# Constructing a Team

My flatmates were struggling to create a team that met the criteria of [this tweet](https://twitter.com/Carra23/status/1250066001821130759).

With the right data this is surely just a simple constraints problem. I challenged myself to come up with my own team. I know little about football beyond my interest as an 8 year-old. 

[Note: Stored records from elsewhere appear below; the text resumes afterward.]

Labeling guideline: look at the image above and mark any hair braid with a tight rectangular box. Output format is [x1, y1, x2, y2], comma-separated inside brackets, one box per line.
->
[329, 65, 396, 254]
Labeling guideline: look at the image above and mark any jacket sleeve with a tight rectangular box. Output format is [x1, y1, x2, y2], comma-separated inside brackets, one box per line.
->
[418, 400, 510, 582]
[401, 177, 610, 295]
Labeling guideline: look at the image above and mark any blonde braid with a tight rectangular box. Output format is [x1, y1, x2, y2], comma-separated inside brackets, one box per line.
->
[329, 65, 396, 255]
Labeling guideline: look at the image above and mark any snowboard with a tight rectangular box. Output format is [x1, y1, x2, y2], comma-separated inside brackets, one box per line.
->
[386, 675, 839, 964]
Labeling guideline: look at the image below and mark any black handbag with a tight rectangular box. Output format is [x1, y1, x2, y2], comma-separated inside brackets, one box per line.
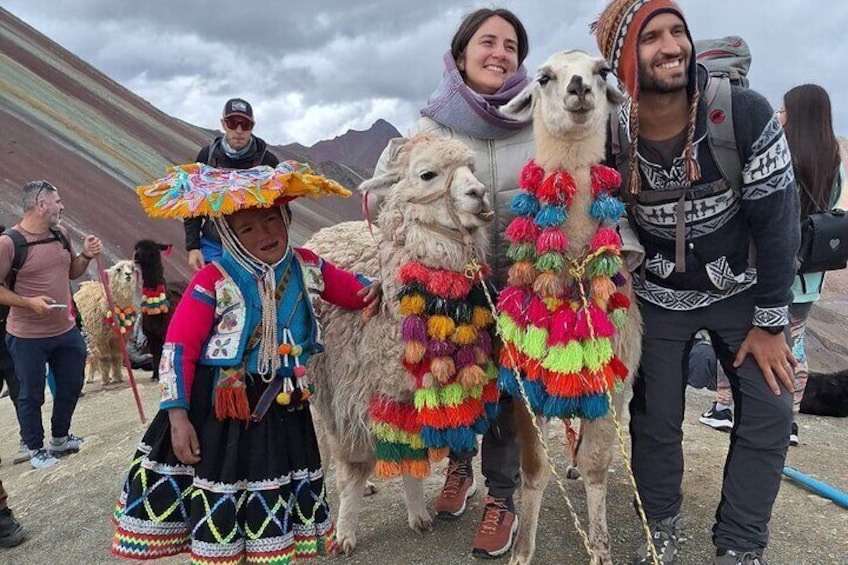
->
[798, 178, 848, 274]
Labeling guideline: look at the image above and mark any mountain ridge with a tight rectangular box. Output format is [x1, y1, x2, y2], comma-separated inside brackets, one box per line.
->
[0, 8, 397, 280]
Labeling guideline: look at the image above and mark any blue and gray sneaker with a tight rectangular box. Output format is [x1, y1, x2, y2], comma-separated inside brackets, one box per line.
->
[633, 514, 680, 565]
[713, 549, 768, 565]
[29, 448, 59, 469]
[698, 402, 733, 432]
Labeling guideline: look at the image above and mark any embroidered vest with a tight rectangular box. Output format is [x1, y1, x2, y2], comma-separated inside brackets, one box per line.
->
[198, 249, 324, 367]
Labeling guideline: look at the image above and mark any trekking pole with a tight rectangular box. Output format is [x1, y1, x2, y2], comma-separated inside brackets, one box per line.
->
[96, 254, 147, 424]
[783, 466, 848, 508]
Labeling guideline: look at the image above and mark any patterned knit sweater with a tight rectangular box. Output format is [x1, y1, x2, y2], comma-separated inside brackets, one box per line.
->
[619, 72, 800, 326]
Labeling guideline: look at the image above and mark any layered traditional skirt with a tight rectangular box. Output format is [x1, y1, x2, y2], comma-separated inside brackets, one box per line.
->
[112, 367, 335, 565]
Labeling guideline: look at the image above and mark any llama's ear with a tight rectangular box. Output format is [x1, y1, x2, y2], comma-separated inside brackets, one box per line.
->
[607, 80, 626, 106]
[359, 137, 409, 199]
[501, 80, 538, 120]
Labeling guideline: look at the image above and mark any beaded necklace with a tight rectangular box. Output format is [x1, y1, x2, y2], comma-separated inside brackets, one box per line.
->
[498, 159, 630, 420]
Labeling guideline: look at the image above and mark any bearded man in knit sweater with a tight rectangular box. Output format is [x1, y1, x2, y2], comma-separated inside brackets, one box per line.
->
[594, 0, 800, 565]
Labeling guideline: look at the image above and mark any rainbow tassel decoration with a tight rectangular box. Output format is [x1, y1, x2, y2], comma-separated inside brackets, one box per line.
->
[396, 260, 500, 454]
[497, 160, 631, 420]
[369, 396, 430, 479]
[141, 284, 171, 316]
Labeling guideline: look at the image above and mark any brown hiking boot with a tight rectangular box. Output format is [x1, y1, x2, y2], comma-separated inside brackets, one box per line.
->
[436, 461, 477, 520]
[471, 496, 518, 559]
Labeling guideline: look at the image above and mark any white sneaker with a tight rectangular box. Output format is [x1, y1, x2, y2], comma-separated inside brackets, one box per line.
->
[29, 449, 59, 469]
[12, 440, 32, 465]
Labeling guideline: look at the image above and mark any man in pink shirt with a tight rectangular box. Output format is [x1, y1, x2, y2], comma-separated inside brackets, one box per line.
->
[0, 180, 103, 469]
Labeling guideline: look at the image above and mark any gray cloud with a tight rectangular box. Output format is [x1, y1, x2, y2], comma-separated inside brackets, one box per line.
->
[4, 0, 848, 144]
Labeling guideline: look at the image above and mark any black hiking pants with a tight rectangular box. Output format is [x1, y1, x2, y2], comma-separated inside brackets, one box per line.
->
[630, 290, 792, 551]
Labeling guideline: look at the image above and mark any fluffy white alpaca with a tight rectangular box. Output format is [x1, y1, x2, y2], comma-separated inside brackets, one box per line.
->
[74, 260, 136, 384]
[306, 135, 493, 554]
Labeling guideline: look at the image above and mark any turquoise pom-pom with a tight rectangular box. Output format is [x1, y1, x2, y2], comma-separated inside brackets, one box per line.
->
[510, 192, 539, 217]
[535, 205, 568, 229]
[589, 193, 624, 223]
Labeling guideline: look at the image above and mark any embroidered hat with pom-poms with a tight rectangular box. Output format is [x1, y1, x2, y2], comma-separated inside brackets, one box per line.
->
[590, 0, 701, 193]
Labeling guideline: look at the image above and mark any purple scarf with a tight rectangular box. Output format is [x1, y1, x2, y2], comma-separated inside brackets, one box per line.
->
[421, 50, 530, 139]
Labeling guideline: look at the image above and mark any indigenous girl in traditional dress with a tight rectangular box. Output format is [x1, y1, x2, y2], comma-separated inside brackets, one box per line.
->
[112, 163, 380, 564]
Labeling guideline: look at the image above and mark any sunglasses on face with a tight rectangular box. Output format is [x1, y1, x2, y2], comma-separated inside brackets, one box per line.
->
[224, 118, 253, 131]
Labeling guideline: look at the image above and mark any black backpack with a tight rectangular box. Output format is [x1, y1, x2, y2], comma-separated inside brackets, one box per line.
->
[0, 226, 71, 326]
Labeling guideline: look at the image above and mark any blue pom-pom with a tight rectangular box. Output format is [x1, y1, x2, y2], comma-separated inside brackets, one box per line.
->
[445, 426, 477, 452]
[498, 365, 518, 396]
[510, 192, 539, 217]
[524, 381, 548, 414]
[421, 426, 448, 447]
[589, 193, 624, 223]
[471, 417, 489, 434]
[542, 396, 579, 418]
[535, 205, 568, 229]
[578, 394, 609, 420]
[483, 402, 501, 422]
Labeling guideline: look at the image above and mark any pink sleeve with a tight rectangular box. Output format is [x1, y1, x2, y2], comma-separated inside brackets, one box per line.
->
[160, 264, 223, 408]
[297, 248, 370, 310]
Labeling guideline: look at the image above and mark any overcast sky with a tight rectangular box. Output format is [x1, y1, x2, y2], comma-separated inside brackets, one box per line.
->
[3, 0, 848, 145]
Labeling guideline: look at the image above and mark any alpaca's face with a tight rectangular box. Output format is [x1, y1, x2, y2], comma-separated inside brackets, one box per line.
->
[503, 51, 624, 139]
[398, 138, 494, 230]
[108, 261, 135, 286]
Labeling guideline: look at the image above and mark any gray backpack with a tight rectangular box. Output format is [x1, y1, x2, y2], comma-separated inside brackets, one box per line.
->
[610, 35, 751, 201]
[695, 35, 751, 88]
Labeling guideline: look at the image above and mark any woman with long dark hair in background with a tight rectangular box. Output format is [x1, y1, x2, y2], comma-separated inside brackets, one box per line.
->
[777, 84, 845, 445]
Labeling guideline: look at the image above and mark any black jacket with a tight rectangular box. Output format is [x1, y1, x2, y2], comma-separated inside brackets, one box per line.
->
[183, 136, 280, 251]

I took data from [this repository](https://github.com/pratapvardhan/FIFAWorldCup) which contained players from each world cup, with their corresponding clubs.

An important component of this problem is that none of the players can have played for the same team at any point. Each data point contains the club the player played for in that year.

Due to limitations in the data there are a range of assumptions that must be made which prevent the results being 100% accurate. More like 99%.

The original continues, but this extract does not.